Carla Hay at Culture Mix sums up her consternation by saying that it became “preachy propaganda for right-wing beliefs.”
Uh-huh. Go on, I thought.
Reviewer Cody Leach tells us that the movie’s marketing as a “possession thriller” is a bait-and-switch to deliver a “Christian and Conservative propaganda piece” about “abortion, euthanasia, and the death penalty.”
Roger Moore went on to say at Movie Nation that the “only thing not covered in this Christo-fascist manifesto of a movie is ‘guns.'”
That was it. If left-wing movie critics hated this movie that much, I simply had to see it.
I did, and it didn’t disappoint.
I won’t delve deeply into spoiler territory, because I want people to actually watch this movie. It is not terribly gruesome, but you will think deeply and be intrigued by the dialogue and action in this movie — particularly if you happen to be a Christian.
To give you an idea as to how emotionally engaging the film is, understand that there was a whole row of late teens and early twenty-somethings crowded in the back row behind me. When they sauntered in during the credits, I fully anticipated that I’d either have to say something to them or move at some point in the movie.
They began a bit rambunctiously, quietly joking about Flanery’s character’s erratic physical tics, which, to me, were reminiscent of Jeff Goldblum’s performance during his transformation in David Cronenberg’s 1986 version of The Fly.
Within minutes, though, the whole theater was quiet. I didn’t time it, but, early on, there was at least ten minutes that passed where there were only two characters on screen engaged in a theological conversation about good and evil. The fall of Lucifer is referenced. The war in Heaven. The creation of man, and the jealousy of hell. And, of course, “the Carpenter” is referenced, whose intercession on Earth vexes the demons of hell most.
I can safely say that the dialogue wasn’t exactly Tarantino, and miles short of Milton. But it captured something that kept the audience silent and engaged.
Yes, it’s heavy-handed. Euthanasia is certainly addressed head-on. The death penalty is obviously addressed. But what shocked me most was that I’d never seen the issue of abortion so honestly addressed in a movie that I’d watched in a movie theater.
In movies that I watched growing up, abortion was just a visit to the doctor for some girl who didn’t have a boyfriend who’d be willing to pay for half the fee to kill their child, à la Fast Times at Ridgemont High. That was it.

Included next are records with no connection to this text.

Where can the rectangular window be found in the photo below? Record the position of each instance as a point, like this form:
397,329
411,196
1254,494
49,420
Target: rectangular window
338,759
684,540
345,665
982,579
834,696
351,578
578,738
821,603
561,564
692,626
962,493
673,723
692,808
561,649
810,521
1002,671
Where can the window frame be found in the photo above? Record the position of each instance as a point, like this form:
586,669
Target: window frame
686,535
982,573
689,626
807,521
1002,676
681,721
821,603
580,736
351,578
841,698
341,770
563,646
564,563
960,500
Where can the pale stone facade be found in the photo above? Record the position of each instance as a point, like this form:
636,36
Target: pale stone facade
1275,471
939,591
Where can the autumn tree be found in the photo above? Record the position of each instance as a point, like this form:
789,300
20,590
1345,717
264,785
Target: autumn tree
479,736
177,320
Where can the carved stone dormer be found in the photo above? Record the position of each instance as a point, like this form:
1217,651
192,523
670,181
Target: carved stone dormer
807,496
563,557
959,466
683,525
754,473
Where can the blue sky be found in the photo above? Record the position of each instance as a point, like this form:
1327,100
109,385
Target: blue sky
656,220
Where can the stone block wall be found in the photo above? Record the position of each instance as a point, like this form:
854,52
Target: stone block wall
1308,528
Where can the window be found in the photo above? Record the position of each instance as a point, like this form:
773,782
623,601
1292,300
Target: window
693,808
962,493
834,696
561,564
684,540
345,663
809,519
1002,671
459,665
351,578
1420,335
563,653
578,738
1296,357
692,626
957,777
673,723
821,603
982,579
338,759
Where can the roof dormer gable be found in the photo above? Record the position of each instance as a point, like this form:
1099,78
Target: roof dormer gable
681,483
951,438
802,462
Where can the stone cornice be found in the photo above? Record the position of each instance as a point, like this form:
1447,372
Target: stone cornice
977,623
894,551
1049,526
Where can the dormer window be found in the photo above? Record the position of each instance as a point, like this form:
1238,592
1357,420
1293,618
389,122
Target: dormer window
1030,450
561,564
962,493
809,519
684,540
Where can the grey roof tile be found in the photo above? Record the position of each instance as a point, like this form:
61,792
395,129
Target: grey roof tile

The horror would take place off-screen, and therefore the act of was normal as could be for American teens and young couples.
This movie presents the other side of that scenario, by considering the position of the child who is gestationally murdered, and the women pressured into doing it by men they love, in a way that I have never seen a movie achieve before. Without delving into spoilers, the best I can say is that this movie doesn’t portray the horror of abortion in a physical sense, as did Silent Scream. This movie manages to convey the emotional terror in realizing that the reality of abortion is nothing like the pleasant imaginings that we’ve been conditioned to believe is the “woman’s choice,” but it is the absolute and violent destruction of a human life in the womb.
Is this a great movie? Nah. The acting, particularly early on before you become immersed in the dialogue between the two main characters, will seem sub-par at first. But the relatively novel storyline, the clever writing, and the theological chess match between the characters that is on display quickly draws the audience into their world, which, the audience discovers, is a shockingly precise discussion about good and evil in our world.
And therein lies the terror. There is little violence or gore on screen. Indeed, this is not a horror film.
But it is a good movie, and it is frightening because it is a reflection of our own world. It is just our world shown realistically, and in a light to which we are not accustomed.
Beyond that, it’s far and away the most anti-woke movie that I’ve ever seen in a movie theater in my entire life. That alone, in today’s world of über-woke movies, was totally worth the price of admission.